In this post you will see a simple example of how Selenium WebDriver can be used for executing headless test in Chrome. Selenium WebDriver tests can be developed with multiple programming languages, but we chose Ruby since it’s a dynamic programming language with a focus on simplicity and productivity, it’s easy to learn and personally, from test automation perspective, I like the maturity of the language and the speed of execution (no need to compile every test and support files every run).

Installation

For Windows:

  1. Install Ruby (and Devkit)
  2. Install the Selenium WebDriver gem using:
    • gem install selenium-webdriver
  3. Download chromedriver and you’re ready to go.

For Linux:

  1. Install Ruby and RubyGems by typing following commands in the terminal:
    sudo apt-get install ruby (ruby-dev)
    sudo apt-get install rubygems
  2. Check the installations by typing:
    ruby –version
    gem –version
  3. Install the Selenium WebDriver gem using:
    sudo gem install selenium-webdriver
  4. Download chromedriver and you’re ready to go.

Implementation

  • First, we need to include the ‘selenium-webdriver’ gem to use all the functionalities of Selenium:
    require 'selenium-webdriver'
  • Then, we need to initialize the WebDriver that will be used throughout the test:
    $driver = Selenium::WebDriver.for :chrome
  • In order the url for the site under test to be provided as a parameter when we run the test, we can put the argument in a variable
    $website = ARGV[0]
  • And we open the site under test using that variable:
    $driver.get $website
  • An additional step here is adding the options that will be used while starting Chrome. First we create the (Chrome) options object:
    Options = Selenium::WebDriver::Chrome::Options.new
  • Then we add the arguments that will be used:
    options.add_argument ‘--headless’
    * For now, we also need to add an additional argument ‘–disable-gpu’ if we are running the tests on Windows. (Since there is still a bug active for this issue with Chrome on Windows)
  • We need to add these as options while initializing the driver:
    $driver = Selenium::WebDriver.for :chrome, options: options
  • Since everything is an object in Ruby, we define the xpath elements as objects, for easier readability. There are two ways of doing this:
    element = { xpath: ‘xpath of the element’ }

    or

    element = { :xpath => ‘xpath of the element’ }
  • For debugging purposes, we can capture screenshots after any step:
    $driver.save_screenshot ‘image#.png’
  • The last step is to close the browser:
    $driver.quit

The full example would look like this:

Headless testing with Chrome and Selenium using Ruby

We can start test using the command:

ruby test_file.rb “https://www.google.com”
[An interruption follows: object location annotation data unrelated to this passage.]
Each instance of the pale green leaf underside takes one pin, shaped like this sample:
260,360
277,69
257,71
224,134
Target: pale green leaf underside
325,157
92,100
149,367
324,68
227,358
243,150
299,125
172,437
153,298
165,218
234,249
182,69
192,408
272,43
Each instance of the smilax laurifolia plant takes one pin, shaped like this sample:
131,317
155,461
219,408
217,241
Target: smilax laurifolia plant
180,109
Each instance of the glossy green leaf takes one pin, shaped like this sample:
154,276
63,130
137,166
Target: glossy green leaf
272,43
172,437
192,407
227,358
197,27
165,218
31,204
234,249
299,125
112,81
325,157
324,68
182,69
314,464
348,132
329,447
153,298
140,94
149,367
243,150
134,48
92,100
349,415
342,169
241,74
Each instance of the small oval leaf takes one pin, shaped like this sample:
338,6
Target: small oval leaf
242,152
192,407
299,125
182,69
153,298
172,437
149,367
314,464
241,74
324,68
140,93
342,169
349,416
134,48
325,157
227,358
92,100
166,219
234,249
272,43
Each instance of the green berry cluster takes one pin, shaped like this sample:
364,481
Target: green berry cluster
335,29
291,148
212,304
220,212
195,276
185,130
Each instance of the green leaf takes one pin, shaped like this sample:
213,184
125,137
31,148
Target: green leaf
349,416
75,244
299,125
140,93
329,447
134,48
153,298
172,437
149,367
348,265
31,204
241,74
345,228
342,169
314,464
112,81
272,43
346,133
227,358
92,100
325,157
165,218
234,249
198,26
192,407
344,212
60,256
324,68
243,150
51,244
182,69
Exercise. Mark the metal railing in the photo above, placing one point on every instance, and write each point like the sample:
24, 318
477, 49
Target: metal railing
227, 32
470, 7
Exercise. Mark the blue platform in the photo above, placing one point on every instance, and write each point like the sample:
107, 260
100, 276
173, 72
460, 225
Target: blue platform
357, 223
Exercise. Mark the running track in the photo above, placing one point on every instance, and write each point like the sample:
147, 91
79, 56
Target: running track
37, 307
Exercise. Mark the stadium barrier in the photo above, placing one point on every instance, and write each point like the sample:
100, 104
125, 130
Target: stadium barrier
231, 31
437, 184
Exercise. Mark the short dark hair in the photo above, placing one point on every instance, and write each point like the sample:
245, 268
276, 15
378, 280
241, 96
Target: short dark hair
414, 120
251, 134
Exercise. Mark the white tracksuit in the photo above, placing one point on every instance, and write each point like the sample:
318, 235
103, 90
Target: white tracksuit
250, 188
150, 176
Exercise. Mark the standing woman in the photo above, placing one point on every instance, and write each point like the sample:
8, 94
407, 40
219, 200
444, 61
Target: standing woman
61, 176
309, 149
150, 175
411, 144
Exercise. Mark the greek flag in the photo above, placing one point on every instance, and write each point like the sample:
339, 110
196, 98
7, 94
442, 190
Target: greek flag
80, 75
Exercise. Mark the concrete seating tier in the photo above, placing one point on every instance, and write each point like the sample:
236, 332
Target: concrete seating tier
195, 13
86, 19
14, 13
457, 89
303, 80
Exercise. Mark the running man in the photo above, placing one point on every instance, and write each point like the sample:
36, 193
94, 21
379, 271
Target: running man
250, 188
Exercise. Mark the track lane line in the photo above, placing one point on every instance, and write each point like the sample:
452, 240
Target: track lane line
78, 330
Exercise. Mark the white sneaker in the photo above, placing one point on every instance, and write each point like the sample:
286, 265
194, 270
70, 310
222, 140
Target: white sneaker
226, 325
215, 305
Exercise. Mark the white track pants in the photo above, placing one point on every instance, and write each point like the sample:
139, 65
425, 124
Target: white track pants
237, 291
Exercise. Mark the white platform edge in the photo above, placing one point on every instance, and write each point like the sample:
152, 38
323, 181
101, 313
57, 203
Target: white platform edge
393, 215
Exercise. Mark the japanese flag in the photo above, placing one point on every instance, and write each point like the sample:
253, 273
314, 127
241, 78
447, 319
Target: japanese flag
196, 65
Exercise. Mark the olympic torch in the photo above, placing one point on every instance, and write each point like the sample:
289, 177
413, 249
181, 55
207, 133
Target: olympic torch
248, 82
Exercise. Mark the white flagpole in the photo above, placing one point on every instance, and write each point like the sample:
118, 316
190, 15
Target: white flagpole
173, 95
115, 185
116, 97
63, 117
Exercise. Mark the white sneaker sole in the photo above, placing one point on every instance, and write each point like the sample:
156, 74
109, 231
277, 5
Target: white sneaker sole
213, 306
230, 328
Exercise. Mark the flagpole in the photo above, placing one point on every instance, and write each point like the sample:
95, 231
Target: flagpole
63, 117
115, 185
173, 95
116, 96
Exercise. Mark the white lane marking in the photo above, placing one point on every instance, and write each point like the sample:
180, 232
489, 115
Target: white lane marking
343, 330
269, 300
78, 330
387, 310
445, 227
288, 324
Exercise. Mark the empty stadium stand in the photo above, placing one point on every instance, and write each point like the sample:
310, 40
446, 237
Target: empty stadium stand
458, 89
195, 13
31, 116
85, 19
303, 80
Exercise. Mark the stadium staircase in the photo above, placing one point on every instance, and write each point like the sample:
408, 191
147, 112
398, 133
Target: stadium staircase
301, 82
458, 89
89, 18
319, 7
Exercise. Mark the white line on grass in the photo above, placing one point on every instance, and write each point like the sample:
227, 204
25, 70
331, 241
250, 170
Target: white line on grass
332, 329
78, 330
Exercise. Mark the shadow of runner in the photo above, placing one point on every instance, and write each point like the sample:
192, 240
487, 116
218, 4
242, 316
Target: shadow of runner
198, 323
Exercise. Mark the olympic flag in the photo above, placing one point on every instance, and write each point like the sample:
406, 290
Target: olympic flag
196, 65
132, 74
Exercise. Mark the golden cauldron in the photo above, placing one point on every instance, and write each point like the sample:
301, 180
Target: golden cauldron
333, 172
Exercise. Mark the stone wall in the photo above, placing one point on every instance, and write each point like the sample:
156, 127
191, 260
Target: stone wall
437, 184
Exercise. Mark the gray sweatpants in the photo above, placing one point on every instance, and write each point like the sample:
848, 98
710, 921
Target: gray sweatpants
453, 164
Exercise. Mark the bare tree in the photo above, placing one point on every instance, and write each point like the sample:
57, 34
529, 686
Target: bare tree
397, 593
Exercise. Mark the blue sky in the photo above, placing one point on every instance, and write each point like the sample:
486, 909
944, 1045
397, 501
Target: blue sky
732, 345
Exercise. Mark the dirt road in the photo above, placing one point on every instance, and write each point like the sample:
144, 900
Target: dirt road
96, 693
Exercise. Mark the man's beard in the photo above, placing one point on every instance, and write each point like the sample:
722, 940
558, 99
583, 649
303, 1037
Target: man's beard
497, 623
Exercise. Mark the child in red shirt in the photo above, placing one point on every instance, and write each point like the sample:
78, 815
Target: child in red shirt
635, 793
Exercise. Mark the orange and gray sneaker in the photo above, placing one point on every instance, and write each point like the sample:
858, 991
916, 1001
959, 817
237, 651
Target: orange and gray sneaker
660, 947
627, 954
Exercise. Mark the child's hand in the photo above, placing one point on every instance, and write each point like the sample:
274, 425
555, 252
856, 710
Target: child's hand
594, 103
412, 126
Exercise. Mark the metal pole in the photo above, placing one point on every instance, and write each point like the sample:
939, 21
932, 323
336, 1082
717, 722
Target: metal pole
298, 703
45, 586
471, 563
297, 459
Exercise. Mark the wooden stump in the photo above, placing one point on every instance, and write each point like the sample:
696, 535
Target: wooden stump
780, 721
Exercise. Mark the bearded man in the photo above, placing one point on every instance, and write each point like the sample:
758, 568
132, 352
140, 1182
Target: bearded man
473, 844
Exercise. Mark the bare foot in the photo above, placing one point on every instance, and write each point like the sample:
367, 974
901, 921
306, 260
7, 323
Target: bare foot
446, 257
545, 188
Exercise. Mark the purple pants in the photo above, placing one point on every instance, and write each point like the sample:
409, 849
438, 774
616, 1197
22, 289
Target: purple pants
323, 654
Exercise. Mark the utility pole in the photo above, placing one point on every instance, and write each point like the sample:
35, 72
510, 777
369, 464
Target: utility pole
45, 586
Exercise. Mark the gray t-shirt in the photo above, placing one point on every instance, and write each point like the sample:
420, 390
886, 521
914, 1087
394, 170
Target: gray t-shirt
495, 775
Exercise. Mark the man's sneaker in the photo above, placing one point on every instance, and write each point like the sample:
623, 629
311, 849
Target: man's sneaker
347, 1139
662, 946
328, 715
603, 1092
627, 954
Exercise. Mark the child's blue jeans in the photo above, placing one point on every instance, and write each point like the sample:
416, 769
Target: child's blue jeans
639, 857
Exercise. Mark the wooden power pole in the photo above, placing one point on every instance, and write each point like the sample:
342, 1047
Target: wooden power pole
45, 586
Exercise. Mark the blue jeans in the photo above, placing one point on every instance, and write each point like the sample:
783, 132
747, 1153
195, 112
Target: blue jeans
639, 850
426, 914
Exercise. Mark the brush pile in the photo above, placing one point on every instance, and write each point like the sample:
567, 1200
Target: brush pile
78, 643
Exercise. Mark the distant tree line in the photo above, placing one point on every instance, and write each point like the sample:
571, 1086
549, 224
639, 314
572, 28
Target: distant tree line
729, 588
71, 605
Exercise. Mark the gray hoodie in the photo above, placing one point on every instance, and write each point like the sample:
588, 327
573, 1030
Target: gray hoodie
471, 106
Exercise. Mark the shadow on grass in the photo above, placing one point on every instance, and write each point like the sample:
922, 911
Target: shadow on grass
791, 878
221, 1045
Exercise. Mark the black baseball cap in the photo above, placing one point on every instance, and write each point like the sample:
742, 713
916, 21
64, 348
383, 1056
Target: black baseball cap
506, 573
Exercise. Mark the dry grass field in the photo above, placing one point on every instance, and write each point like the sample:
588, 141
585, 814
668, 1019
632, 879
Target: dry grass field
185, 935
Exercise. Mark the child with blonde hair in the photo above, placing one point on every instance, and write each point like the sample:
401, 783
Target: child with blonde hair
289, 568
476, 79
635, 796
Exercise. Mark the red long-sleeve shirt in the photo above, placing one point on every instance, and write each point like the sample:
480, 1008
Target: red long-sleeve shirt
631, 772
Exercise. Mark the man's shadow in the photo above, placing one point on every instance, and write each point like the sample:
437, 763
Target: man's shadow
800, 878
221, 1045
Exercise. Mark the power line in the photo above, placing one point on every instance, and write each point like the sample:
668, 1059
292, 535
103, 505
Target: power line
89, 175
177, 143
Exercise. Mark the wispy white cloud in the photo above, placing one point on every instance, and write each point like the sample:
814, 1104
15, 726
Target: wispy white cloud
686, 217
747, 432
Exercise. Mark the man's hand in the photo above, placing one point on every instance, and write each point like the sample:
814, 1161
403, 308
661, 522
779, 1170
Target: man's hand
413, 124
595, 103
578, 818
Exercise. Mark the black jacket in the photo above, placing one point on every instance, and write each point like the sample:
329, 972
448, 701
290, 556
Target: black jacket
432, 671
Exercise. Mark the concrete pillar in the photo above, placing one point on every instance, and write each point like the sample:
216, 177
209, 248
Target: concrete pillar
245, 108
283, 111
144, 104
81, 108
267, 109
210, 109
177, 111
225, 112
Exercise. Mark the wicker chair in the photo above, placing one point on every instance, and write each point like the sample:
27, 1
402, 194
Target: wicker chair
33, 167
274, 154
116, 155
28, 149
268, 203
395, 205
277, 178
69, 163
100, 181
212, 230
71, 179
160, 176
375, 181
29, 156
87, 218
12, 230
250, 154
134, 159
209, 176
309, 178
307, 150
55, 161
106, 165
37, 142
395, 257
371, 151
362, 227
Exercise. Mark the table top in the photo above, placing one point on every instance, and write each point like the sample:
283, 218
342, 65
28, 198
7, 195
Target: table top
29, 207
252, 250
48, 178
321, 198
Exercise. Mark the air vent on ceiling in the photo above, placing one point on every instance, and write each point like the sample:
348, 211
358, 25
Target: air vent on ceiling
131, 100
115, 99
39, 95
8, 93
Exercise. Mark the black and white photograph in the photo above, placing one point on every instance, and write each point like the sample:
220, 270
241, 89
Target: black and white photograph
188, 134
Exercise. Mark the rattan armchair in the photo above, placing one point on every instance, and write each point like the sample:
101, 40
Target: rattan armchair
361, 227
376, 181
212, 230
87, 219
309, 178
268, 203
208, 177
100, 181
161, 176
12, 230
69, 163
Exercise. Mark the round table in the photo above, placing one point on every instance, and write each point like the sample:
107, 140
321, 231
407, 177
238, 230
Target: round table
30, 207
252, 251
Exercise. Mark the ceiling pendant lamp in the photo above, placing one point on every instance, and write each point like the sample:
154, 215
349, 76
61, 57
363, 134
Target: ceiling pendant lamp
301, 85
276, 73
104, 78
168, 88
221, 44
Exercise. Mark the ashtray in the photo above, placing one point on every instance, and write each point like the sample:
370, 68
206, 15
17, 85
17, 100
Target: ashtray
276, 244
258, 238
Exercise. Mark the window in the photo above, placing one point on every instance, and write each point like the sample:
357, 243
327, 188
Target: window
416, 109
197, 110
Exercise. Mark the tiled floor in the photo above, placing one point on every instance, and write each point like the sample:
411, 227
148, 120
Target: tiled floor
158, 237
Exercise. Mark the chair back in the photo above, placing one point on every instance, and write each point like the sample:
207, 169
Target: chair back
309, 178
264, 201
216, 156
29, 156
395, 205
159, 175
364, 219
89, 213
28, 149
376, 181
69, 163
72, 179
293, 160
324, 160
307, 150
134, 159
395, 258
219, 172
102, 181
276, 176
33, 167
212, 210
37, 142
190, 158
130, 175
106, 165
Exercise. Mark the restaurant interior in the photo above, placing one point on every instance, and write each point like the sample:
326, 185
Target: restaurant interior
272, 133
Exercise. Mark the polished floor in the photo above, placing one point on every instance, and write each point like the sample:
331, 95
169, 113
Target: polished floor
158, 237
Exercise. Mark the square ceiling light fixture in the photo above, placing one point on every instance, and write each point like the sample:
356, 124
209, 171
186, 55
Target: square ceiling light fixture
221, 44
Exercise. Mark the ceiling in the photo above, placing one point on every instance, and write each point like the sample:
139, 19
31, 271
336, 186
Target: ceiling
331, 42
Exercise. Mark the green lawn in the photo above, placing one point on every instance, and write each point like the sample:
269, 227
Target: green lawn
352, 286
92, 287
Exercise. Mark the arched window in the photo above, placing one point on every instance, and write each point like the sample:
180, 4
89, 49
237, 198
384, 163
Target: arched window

where argument “https://www.google.com” is the starting url that is placed in the variable $website.

Conclusion

Running the tests in a headless mode speeds up the execution time, especially if you have more test cases that run sequentially where the browser closes and reopens for each test case.

This is also useful in order to run the tests in parallel without causing heavy resource consumption at the client side or running the tests on a machine with OS without GUI.